The Ace, unfortunately, does not always stay in its lane. Often, it tries to do too much with too little. In some high-contrast ultrawide shots, I saw a lot of noise where it tried to boost shadows — noticeable color noise like I haven’t seen since I was reviewing point-and-shoot cameras [redacted] years ago. Night Vision mode produces a very bright image that just looks strangely artificial and overcooked. Ultrawide photos in anything less than bright outdoor light look very smoothed-over from noise reduction.
There’s also some noticeable shutter lag, which would definitely bother someone trying to photograph a moving subject like a child. It was more of a minor annoyance in my particular use cases of sleeping cat and street scenes.
Even images taken in standard photo mode with the main camera look overworked with close inspection. The camera captures a good amount of detail, but sharpening can be aggressive and crunchy. A photo I took of the sunrise in my backyard was spoiled by some noticeable halo-ing around dark subjects in the foreground. If the Ace had just exposed for the sky and let shadows be, it would have been fine!
To be clear, it’s not a problem that a $400 phone can’t do all of the things the Ace is trying to do; it’s just that it probably shouldn’t try in the first place.
Motorola One 5G Ace software
The Ace ships with Android 10, and an update to 11 has been promised. That’s the only major platform update you’ll get. Beyond that, Motorola will provide two years of security updates, up until January 2023. Motorola is, unfortunately, behind the curve by offering just one major update, even for a budget device.
Motorola’s take on Android includes customizable home screen fonts, icon shapes, and colors, along with a couple of annoying pre-downloaded apps that can be hidden but not uninstalled. I like Moto’s handling of lock screen notifications, or “peek notifications” as it calls them. They’re helpful without being intrusive.
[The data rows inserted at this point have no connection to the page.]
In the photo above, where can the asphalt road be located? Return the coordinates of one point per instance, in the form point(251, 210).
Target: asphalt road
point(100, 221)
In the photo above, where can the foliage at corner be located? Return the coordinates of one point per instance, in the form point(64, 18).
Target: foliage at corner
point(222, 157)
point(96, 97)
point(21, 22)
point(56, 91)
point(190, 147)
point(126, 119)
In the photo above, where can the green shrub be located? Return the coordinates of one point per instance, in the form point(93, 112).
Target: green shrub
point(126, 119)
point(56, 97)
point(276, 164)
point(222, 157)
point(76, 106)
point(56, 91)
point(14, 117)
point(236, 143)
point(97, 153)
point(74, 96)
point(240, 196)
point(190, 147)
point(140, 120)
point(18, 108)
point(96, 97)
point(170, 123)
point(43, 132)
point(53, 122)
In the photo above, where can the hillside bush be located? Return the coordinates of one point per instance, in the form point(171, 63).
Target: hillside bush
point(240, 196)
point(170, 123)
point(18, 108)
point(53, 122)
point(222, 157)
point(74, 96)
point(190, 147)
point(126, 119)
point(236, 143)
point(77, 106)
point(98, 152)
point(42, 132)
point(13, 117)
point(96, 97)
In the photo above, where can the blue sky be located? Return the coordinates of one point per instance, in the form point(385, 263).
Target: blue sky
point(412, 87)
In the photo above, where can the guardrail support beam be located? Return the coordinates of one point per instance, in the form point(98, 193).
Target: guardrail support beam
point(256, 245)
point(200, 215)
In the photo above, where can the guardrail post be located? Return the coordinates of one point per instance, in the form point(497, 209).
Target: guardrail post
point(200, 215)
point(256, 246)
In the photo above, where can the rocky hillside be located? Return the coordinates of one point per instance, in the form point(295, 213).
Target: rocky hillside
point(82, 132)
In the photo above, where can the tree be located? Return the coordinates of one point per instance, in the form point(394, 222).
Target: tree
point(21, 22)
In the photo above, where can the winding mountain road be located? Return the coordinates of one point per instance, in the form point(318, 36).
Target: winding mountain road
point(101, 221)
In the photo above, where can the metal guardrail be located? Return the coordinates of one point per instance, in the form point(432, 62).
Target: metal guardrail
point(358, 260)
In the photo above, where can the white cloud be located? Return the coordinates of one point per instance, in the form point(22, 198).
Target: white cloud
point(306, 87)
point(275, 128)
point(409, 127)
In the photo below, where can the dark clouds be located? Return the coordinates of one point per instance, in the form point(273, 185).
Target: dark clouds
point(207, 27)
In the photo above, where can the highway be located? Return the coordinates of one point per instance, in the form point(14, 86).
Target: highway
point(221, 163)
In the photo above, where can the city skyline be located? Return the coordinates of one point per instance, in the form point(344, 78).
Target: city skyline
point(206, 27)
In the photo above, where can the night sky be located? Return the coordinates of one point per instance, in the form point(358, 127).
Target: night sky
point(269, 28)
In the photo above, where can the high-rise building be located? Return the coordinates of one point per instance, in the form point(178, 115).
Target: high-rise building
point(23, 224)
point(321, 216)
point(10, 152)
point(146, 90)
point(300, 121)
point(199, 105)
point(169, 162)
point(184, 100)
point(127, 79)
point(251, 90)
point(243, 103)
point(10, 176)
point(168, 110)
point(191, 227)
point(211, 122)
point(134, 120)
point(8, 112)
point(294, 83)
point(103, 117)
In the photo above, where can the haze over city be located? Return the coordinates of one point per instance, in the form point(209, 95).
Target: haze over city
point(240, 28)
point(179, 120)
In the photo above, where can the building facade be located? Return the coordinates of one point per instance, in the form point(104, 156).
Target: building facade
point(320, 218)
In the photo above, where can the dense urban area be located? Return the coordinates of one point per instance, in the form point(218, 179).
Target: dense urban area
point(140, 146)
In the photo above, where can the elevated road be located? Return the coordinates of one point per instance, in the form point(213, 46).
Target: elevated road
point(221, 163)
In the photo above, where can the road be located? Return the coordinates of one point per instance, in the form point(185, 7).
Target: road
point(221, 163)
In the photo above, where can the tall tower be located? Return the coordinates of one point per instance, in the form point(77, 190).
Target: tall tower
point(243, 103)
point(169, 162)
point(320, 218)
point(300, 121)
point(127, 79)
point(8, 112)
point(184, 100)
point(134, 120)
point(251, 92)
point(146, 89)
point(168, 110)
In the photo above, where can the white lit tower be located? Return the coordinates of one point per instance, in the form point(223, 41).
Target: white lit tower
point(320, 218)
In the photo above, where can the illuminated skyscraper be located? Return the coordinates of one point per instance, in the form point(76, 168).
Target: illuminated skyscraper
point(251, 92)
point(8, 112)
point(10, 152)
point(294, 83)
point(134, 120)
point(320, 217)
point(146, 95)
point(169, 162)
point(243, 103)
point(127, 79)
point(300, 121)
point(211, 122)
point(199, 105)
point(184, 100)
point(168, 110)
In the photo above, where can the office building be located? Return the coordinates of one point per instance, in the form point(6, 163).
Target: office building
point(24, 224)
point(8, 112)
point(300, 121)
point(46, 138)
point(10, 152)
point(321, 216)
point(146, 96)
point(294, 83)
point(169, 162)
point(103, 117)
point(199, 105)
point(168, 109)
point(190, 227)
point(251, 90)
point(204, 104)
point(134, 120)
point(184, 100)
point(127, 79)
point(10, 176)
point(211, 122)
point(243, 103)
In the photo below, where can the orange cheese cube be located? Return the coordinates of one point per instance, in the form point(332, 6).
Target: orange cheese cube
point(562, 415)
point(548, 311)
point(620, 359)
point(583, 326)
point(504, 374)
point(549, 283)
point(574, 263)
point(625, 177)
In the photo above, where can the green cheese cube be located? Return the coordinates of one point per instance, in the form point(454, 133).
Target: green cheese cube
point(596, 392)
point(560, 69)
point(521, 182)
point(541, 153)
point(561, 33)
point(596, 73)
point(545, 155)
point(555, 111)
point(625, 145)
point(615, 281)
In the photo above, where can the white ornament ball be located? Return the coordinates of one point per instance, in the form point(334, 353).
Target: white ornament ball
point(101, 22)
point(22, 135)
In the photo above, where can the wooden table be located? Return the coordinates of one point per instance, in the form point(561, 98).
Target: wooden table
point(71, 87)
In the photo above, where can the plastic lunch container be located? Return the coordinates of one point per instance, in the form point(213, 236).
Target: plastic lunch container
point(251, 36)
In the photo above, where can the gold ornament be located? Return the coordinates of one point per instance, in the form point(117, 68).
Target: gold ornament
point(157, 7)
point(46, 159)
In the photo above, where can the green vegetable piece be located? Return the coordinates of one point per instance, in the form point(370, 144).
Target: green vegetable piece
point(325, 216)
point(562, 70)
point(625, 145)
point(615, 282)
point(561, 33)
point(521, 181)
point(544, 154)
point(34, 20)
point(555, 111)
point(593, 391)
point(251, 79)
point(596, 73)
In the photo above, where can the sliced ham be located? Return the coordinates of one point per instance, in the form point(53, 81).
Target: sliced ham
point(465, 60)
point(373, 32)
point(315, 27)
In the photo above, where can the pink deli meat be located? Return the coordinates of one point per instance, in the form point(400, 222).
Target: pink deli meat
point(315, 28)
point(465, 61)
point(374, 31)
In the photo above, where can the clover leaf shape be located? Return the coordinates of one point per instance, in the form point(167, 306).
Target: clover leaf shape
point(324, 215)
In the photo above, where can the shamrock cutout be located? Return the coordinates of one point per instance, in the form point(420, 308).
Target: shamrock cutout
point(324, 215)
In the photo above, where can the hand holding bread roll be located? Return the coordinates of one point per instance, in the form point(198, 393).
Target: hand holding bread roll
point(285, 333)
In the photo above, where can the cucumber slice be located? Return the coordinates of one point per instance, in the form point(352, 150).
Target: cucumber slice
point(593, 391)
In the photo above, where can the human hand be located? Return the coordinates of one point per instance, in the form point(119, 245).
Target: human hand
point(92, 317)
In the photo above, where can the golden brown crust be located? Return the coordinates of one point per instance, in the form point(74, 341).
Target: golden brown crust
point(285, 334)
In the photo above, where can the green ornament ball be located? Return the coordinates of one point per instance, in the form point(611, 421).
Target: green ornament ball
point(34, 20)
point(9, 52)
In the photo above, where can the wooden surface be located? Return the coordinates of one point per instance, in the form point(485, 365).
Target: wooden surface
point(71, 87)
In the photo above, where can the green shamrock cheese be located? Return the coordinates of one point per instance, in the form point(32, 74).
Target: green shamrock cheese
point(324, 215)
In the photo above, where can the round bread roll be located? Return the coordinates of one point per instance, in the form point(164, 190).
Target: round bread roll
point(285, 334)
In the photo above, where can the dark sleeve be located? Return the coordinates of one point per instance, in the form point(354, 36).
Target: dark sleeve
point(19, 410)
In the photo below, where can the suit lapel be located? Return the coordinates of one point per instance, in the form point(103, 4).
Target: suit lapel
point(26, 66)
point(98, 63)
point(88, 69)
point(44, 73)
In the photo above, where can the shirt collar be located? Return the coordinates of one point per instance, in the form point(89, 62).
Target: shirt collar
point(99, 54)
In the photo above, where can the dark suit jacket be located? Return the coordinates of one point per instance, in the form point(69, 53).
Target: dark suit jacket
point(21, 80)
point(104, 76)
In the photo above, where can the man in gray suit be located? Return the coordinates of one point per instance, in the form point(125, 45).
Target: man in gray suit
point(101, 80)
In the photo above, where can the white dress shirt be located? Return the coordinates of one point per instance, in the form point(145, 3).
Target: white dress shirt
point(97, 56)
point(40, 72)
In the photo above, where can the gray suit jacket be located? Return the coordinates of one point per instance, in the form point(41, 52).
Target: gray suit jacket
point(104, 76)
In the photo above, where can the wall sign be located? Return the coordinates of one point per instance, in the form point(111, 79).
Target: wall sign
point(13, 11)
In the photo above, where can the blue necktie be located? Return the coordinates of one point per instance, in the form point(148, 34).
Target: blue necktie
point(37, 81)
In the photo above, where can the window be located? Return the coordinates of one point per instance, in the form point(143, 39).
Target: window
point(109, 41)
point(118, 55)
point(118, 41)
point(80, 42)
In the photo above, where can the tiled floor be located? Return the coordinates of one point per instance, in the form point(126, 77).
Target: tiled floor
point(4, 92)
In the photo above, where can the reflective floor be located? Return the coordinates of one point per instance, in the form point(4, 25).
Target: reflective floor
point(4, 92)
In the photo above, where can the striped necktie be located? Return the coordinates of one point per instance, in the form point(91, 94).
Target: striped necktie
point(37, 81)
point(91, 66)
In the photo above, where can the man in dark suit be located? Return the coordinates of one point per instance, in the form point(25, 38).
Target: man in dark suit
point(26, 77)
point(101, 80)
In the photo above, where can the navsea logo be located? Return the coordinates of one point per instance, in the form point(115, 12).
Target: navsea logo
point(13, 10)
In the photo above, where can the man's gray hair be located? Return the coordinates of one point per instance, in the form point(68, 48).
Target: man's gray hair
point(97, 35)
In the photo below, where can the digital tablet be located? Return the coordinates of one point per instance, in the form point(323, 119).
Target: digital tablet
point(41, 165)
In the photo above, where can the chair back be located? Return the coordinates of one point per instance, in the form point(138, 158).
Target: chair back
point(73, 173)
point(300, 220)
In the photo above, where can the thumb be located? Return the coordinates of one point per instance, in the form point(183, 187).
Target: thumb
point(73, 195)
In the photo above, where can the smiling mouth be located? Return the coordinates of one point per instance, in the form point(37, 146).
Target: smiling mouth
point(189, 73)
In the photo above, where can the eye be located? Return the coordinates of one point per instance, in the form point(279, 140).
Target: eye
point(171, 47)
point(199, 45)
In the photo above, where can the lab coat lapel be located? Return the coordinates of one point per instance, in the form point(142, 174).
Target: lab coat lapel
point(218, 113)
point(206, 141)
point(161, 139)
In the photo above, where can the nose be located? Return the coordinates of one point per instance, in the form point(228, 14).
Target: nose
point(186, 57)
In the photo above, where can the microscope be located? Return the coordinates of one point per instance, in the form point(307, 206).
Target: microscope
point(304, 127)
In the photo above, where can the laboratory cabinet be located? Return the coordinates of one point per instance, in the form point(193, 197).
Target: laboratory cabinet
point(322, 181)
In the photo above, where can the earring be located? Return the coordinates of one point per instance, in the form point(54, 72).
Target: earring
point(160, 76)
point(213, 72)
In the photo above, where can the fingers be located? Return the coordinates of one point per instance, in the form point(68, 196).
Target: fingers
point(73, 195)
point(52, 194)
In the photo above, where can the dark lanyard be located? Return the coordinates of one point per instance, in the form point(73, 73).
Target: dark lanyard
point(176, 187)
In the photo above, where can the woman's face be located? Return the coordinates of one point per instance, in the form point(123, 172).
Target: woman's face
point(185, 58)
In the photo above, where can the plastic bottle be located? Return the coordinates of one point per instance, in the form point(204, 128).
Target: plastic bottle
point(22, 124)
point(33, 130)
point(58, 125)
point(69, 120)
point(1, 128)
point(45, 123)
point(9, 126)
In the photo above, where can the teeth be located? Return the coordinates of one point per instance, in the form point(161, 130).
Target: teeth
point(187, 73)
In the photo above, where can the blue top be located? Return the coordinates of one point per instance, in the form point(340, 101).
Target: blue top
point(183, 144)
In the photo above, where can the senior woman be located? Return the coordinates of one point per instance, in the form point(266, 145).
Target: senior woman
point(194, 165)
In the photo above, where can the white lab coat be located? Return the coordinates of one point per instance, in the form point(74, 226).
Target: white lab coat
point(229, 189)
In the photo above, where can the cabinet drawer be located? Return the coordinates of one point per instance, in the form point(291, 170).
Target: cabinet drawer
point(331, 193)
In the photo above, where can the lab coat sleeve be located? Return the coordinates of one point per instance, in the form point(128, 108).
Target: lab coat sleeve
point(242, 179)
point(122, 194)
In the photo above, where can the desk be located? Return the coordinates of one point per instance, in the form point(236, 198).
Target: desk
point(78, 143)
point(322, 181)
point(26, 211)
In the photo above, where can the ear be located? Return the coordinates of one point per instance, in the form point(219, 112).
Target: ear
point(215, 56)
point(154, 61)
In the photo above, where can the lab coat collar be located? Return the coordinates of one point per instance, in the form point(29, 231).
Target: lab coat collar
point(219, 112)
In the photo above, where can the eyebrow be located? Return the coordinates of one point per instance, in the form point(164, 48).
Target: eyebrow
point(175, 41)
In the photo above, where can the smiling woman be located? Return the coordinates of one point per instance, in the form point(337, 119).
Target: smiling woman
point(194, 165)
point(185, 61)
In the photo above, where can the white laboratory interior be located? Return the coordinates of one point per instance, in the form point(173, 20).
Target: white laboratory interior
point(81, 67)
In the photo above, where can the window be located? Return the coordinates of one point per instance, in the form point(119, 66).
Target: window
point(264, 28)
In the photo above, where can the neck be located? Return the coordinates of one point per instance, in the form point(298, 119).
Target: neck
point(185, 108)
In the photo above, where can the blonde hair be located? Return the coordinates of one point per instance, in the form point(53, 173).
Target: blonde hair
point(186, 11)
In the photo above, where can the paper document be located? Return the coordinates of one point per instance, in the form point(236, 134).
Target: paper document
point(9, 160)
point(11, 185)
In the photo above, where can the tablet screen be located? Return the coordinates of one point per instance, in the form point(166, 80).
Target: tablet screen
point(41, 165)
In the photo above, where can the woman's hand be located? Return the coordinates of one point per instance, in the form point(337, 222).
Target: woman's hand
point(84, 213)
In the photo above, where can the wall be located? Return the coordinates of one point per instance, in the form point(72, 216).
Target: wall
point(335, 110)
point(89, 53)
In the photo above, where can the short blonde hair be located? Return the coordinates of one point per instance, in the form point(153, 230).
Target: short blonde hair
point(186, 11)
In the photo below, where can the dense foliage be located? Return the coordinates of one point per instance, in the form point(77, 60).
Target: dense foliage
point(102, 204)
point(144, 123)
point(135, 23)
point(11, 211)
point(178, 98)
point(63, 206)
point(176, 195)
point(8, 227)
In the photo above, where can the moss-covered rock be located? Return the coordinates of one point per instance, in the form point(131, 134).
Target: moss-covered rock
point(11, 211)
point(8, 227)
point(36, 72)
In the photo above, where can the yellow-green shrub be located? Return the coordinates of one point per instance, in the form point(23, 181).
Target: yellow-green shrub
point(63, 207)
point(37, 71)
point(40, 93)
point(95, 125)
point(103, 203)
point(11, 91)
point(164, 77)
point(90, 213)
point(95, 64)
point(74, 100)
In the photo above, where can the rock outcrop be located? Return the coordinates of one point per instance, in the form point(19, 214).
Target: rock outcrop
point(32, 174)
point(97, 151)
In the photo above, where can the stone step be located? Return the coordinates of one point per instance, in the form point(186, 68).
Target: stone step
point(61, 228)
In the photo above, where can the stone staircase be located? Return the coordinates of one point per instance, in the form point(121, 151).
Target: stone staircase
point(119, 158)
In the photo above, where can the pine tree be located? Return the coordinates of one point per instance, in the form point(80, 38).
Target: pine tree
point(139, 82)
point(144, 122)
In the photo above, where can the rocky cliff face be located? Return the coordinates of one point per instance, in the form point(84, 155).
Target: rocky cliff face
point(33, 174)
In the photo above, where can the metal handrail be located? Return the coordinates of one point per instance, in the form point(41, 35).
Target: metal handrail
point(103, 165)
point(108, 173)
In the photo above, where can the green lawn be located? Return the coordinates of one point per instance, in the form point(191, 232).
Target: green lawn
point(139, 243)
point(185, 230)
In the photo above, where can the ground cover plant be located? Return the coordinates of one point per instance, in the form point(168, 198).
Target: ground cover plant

“You get what you pay for” is an appropriate takeaway here, and I mean that in both a cautionary and a complimentary sense. Despite some resemblance, this isn’t a $1,000 phone, and you won’t get a $1,000 experience. But for $400, you should expect to get a phone that will get you through your day without giving you trouble. It should do the things you need it to do — even some things you want it to do — and it should see you through a couple of years at least.
The One 5G Ace meets all of those requirements, even though it does fall short of good midrange and high-end devices. Though capable, its processor can’t quite hang with the best of them. The camera is a little clumsy. The screen, while plenty big and bright, isn’t going to offer the rich viewing experience of a competing device with an OLED.
Despite some resemblance, this isn’t a $1,000 phone, and you won’t get a $1,000 experience
For now, the Ace doesn’t have much direct 5G-capable competition for $400, but that will change quickly. If you plan to hang on to your phone for the next couple of years, it does make sense to pick a 5G model now. For a bit more, the $460 Google Pixel 4A 5G offers a superior camera, a nicer screen, and a slightly better processor. Or you could save some money and get the $300 OnePlus Nord N10 5G with a 90Hz screen that’s almost as big and a better camera, though it offers a less powerful processor. If it’s an option, you could wait things out for a few months. More affordable 5G devices are on the way.
I don’t have a problem recommending the Motorola One 5G Ace if — and it’s an important if — a large screen and great battery are priorities for you above all else. But if you think you’ll want a better camera or a nicer screen, it would be best to look elsewhere.